Singular: die Tür, jede Tür; das Fenster, jedes Fenster; der Eingang (the entrance), jeder Eingang. Pural: die Türen, alle Türen; die Fenster, alle Fenster; die Eingänge, alle Eingänge.
It depents on the article of a noun: je+der= jeder, je+das =jedes, je+die = jede. In the accusative case jeder changes into jeden (je+den): Ich sehe jeden von euch (I see each of you). If there are exclusively women one can also say: Ich sehe jede von euch.
You'll never forget what defenestrated means now that you know Fenster is window
Man knowing french actually is helping my a lot with learning German. FENêtre FENster
I said countries by accident. Wait, I did it on purpose. huh? I am confusion? Tomorrow my dad was eating my cat yet yesterday he will be eating the dog after it brushes its teeth with a brush for brushing hair of cows but cows poo meaning flys come from earth water wind air what?
I have a german book that says jede/n/s can also mean "this". When would you use jede/n/s verus das?
"Jede" does not mean "this". You probably confused it if "jene" which a) is better translated as "that" and b) is not used very much. I'd say it's best to stick to "der/die/das" and "dieser/diese/dieses".

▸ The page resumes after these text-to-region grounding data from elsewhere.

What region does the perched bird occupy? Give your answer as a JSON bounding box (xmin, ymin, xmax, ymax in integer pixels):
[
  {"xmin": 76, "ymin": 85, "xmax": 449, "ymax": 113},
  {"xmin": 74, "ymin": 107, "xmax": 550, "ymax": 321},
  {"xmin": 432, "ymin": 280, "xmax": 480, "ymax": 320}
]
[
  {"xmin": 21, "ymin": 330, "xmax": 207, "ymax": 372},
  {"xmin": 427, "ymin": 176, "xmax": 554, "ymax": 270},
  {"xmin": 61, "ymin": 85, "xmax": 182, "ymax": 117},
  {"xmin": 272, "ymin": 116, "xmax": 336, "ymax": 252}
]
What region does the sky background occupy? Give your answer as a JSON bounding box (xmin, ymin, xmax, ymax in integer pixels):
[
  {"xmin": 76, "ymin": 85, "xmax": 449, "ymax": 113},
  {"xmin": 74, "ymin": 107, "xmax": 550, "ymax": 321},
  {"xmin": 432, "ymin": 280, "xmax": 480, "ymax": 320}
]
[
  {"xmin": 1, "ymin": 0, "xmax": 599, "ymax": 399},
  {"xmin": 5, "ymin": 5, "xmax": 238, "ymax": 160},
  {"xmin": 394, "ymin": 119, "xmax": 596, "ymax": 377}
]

Regarding jener, jene not being used much - one book I have seen says that as well. Apparently, jener is used as "that", but primarily when comparing "this and that" and the construction is "dieser und jener".
However, I don't really know anything, so if someone who does could confirm... Thanks!
It is a slightly odd expression to me, because it sounds a bit disconnected - "every door" and then "every window". I believe it would be nicer if they were joined in a sentence. It almost sounds like a fragment of a saying, like "you close one door and another one opens" - perhaps that's one way to make this example more engaging.
In telugu,my native language, "window" is called "kitiki" and door is called " talupu"
You can use both constructions to express the same meaning but they are grammatically distinct. 'All' implies that you're viewing the set of windows as a unit and referring to the set as a whole. If you use 'every' or 'each' you see the windows as individual items. Thus connotations are slightly different. As German has both ways to express the idea as well, I'd suggest to stick to the parallel construction. Whether duo should be so picky about it is a different matter, though.
I answered just as it is written on top "all door all window" but it didn't accept it. Ridiculous!